Jaar, a former (Author’s note: Jaar is a lawyer. I regret the error.) lawyer and current information services partner at KPMG Canada, figures many firms have all the data they need, like: type of client (e.g. industry, size, annual revenues, number of matters per year); matter type (e.g. transaction, litigation); types of opponents in litigation; and so forth.
He envisions the analytics that could result if, for instance, firms merged data from their timekeeping and customer relationship management systems. “You can derive and model a standard case,” he argues.
Jaar offers this example: “Once you have all this metadata and you merge your databases, you can see, for instance, that you’ve done 20 similar cases in the past where the same types of parties were involved. Much of the time it would take between 10 and 25 hours for discovery, but in 5 per cent of the cases it took 200 hours for discovery.”
From such bell curves, Jaar claims firms can determine fixed fees, including builtin margins of error, that remain true for as long as the underlying assumptions remain the same. If anybody exceeds a margin of error while quoting, systems can catch the mistake before a firm under or overbids work.

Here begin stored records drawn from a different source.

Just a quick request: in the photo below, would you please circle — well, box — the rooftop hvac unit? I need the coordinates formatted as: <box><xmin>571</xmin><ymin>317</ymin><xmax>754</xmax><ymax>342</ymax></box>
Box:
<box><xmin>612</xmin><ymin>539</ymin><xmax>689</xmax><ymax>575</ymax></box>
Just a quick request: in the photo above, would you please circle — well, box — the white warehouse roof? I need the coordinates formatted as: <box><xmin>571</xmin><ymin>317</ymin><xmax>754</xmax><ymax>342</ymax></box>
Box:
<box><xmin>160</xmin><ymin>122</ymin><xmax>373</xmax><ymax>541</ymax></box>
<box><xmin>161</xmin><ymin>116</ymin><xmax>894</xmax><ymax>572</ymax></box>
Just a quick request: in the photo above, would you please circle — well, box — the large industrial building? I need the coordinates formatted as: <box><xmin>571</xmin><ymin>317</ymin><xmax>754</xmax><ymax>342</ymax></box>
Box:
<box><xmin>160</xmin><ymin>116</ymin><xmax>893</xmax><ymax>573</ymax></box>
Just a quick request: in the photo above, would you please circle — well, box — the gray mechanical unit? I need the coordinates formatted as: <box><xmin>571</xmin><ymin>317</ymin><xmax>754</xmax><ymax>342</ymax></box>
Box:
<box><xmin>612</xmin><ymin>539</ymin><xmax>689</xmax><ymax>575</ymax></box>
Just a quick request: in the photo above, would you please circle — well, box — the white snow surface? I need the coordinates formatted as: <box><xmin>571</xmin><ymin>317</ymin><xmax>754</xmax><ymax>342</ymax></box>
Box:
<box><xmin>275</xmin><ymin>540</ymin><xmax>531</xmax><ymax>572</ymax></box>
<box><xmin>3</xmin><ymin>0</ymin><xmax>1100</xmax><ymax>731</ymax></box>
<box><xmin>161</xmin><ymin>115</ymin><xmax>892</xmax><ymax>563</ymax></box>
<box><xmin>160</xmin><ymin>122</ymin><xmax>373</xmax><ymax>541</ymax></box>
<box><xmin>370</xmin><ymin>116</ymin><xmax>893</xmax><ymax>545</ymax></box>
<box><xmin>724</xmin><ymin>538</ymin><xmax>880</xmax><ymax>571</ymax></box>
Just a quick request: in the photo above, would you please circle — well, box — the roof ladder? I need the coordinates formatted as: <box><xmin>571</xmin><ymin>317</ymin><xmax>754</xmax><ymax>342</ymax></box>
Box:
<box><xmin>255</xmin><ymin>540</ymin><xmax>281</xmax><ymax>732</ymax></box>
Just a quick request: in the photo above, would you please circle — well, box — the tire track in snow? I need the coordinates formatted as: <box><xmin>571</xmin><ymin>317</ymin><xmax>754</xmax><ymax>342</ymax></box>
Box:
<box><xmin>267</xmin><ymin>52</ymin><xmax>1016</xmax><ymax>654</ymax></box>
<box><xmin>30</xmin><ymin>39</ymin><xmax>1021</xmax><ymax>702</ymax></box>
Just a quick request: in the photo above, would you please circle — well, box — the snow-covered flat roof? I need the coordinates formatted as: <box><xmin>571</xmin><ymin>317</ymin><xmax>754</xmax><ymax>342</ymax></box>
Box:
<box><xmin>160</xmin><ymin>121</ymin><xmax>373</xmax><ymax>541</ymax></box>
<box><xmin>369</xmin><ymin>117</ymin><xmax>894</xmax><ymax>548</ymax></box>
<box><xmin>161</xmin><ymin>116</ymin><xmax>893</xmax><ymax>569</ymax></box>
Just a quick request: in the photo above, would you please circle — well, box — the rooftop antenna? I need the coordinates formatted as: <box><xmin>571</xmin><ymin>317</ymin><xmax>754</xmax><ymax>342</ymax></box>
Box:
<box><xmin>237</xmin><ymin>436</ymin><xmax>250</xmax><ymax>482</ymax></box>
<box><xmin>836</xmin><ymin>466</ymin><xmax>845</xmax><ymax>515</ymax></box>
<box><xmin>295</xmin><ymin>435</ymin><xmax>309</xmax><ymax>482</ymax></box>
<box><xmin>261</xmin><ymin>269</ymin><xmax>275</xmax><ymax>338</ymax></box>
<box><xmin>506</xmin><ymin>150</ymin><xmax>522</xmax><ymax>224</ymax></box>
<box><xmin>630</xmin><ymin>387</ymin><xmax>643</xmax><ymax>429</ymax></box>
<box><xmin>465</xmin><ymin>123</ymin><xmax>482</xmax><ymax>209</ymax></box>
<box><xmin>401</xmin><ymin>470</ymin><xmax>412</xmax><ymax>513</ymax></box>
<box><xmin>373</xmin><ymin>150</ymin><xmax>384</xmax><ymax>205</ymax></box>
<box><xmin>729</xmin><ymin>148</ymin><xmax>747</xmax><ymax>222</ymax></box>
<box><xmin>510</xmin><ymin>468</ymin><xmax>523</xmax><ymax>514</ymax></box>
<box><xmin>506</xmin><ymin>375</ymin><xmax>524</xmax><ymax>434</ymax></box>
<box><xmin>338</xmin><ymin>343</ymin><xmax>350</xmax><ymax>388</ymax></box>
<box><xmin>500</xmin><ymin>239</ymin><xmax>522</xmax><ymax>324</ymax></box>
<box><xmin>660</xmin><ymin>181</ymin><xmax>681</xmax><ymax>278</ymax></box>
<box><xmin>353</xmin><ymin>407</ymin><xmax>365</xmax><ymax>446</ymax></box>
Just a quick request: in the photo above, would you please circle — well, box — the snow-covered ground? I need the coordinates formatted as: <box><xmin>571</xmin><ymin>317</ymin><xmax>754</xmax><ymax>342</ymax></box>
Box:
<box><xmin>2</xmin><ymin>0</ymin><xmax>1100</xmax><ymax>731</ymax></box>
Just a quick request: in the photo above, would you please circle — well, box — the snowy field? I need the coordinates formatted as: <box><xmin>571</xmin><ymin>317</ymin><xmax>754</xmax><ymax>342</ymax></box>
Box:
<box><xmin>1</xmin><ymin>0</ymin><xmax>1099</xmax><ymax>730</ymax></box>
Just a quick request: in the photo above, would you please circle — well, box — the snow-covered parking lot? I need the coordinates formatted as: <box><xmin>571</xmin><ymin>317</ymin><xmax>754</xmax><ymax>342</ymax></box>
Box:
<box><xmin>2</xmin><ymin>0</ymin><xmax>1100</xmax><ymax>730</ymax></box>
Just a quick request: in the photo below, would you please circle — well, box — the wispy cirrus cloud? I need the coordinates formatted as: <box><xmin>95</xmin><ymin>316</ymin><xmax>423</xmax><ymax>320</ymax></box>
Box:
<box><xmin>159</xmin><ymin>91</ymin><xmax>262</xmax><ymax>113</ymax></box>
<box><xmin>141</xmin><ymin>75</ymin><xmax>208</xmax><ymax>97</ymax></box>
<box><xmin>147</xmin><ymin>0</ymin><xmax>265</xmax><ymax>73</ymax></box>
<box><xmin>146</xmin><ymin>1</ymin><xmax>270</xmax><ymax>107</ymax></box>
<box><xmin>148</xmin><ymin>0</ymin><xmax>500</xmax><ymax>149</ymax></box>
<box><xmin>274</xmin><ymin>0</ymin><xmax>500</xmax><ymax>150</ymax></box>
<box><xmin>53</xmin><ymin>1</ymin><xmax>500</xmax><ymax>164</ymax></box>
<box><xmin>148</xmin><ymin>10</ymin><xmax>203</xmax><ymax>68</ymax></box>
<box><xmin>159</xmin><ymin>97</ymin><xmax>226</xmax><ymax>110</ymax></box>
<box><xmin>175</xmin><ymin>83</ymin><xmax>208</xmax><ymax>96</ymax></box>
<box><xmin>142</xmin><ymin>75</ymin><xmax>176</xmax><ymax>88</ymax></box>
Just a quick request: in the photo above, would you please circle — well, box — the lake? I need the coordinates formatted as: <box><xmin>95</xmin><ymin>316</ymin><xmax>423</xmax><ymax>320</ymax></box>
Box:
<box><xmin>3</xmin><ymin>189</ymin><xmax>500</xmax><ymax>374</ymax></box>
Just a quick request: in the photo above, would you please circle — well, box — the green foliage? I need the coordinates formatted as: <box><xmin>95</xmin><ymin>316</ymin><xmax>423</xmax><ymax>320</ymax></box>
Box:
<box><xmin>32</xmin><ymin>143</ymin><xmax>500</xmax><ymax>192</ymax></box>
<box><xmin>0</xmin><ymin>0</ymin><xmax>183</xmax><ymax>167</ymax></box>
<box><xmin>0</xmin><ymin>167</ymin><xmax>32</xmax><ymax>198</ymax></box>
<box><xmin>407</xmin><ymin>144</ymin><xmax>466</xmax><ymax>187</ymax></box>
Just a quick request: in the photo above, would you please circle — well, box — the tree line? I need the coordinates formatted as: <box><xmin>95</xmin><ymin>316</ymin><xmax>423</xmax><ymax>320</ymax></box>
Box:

The need to track time doesn’t go away in fixed-fee situations. Indeed, Zver argues it’s even more important in such situations. “If you make widgets and you don’t know what they cost you to make, how do you know what price to sell them for?” he asks.
“Once the industry standardizes on uniform task activity codes, the data they represent can be analyzed,” Zver notes. “The firm that understands its costs and transforms it into competitive data is ahead of the game. They can fix-fee matters other firms can’t.” They can also be more competitive in bidding for work, he adds.
Time-tracking habits, good and bad
Competition-enhancing data like this can only result from a commitment to effective timekeeping. For this commitment to materialize, lawyers must break habits like time finding, or passive timekeeping.
Zver speaks of the “velocity” of time capture. “If I enter Monday’s time on a Friday, my velocity lag is four days,” he explains. “That’s not good.”
The hassle of capturing “crumbs” of time could be reframed using the right technology, backed up by the right policies. As firms strive for zero lag, they can both capture velocity metrics and distribute those metrics, whether to the firm, a department, or an individual lawyer. “We’re seeing law firms introduce this metric into their compensation formulas,” Zver says.
Billable hours tell a story
However, time finding could be used for client retention. When he ran his own firm, Jaar used Outlook journals to capture activities during his day. “It would pick up everything from e-mails sent to calendar events to incoming or outgoing phone calls,” he says. He could use that log to bill clients, since he assigned an Outlook category to each client engagement.
He did more than ask for money, though. From periodic reports he generated on each file, he dictated letters relating his activities to his clients. “It read more like a story and a status report for the client,” he says.
Modern time capture tools make time finding easier, but the practice could lead to trouble thanks to e-billing platforms like ViewABill.com that bring the concept of law firm transparency to the verge of voyeurism. Using such systems, law firms can give clients access to their recorded hours between invoices, in real time. Clients can analyze other metrics too. Do time entries meet agreed-upon criteria? Is the right level of lawyer doing given tasks?
Are firms charging the right prices for different tasks? Zver figures this puts pressure on firms. “You have a third party entering your home. Is it in order?” he asks.